Einige Journalisten aus dem Provisorium Bonn und einige, die schon immer von Berlin aus berichteten, haben sich sicherlich in die neue Welt des Hauptstadt-Journalismus herüber gerettet. Aber ich glaube, dass mehr Journalisten neu nach Berlin gekommen sind und nun vom Pressehaus aus arbeiten oder von ihren Redaktionen aus, die ihre Verlage oder Sender in der Hauptstadt eingerichtet haben. Das führte insgesamt zu einer Neuformierung des Hauptstadt-Journalismus.

Ist da der Tellerrand, über den dieser Hauptstadt-Journalismus schauen muss, ein bisschen größer geworden, im Vergleich zur Zeit vor der Einheit?

Der ist sehr viel größer geworden, und der muss heutzutage ja notwendigerweise auch international sein. Deutschland hat ein größeres Gewicht in Europa. Europa selbst ist größer geworden und ist doch nur Teil einer globalen Welt, über deren Entwicklungen sich Berlin als Hauptstadt ständig Gedanken machen muss. Die Einheit Deutschlands, die Einheit Europas in der Globalisierung, das ist etwas, das neu hinzugekommen ist. Ich erlebe das als eine massive Erweiterung der journalistischen Aufgabenstellung, die nur durch eine Erweiterung des journalistischen Pluralismus bewältigt werden kann. Das sind also ganz andere Dimensionen, gemessen an den Zeiten, in denen wir hier im wahrsten Sinne des Wortes eingemauert waren.

Wie sieht denn Berlin für Sie politisch heute aus?

Berlin als Stadt ist ein Faszinosum. Meine Frau und ich reisen ja viel. Wir waren im letzten Jahr z.B. drei Monate in New York. Für die Menschen, die wir da getroffen haben, entwickelt sich Berlin als Stadt einfach großartig. Da ist uns also eine Erhöhung der Attraktivität gelungen.

Was an Berlin als Stadt attraktiv ist, das sind die Unternehmen der Kreativwirtschaft, das kulturelle Leben, die Architektur, das multikulturelle Zusammenleben, vieles andere, was sich im Zusammenwachsen der Stadt neu ergeben hat. Der jetzige Regierende Bürgermeister spielt sehr gekonnt auf dieser Klaviatur und denkt dennoch darüber hinaus: an die Aufgaben Berlins als Wissenschaftsstandort, an die Notwendigkeit einer verbesserten Bildungspolitik, an die Förderung des Aufbaus neuer Industrien. Eine lebendige, auch kritische Berichterstattung über die Entwicklung Berlins als Stadt ist also auch ein wichtiger Teil des Hauptstadt-Journalismus. Aber er ist nicht sein Kern. Es sei denn, wir wollten eine Hauptstadt-Definition vornehmen, die sagt: Hauptstadt ist, alles in allem, die Metropole und ist das bunte Leben in ihr. Aber ich glaube, Sie fragten eher danach, wie ich den Hauptstadt-Journalismus in seiner Aufgabenstellung, die Bundespolitik kritisch zu bewerten und zu gewichten, beurteile.
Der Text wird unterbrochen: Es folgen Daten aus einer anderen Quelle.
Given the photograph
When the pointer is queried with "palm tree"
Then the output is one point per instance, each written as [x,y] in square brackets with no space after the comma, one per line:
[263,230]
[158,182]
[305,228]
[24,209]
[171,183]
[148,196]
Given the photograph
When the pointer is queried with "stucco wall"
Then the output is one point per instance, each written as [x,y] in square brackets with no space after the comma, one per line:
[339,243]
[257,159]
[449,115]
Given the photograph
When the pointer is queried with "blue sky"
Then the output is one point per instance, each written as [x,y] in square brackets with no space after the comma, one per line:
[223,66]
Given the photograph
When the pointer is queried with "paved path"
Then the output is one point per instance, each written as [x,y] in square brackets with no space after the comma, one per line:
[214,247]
Ja, vor allem würde ich gerne wissen, was Ihre Bewertung ist, wenn man nur den politischen Teil nimmt, auch der Berichterstattung?

Diesen Hauptstadt-Journalismus nehme ich, wie gesagt, als eine Erweiterung des thematischen Spektrums, in der Berichterstattung als erweiterten Pluralismus wahr und finde auch, dass beides der Stadt und dem Land gut tut. Ich begrüße die ganze Breite von intelligenten, weiter denkenden und kritischen Journalisten. Über sie kann man eigentlich nur froh sein. Vieles wird von ihnen sehr gut verarbeitet, aufbereitet und dargestellt. Der Leser, Zuhörer oder Zuschauer profitiert von der Vielfalt.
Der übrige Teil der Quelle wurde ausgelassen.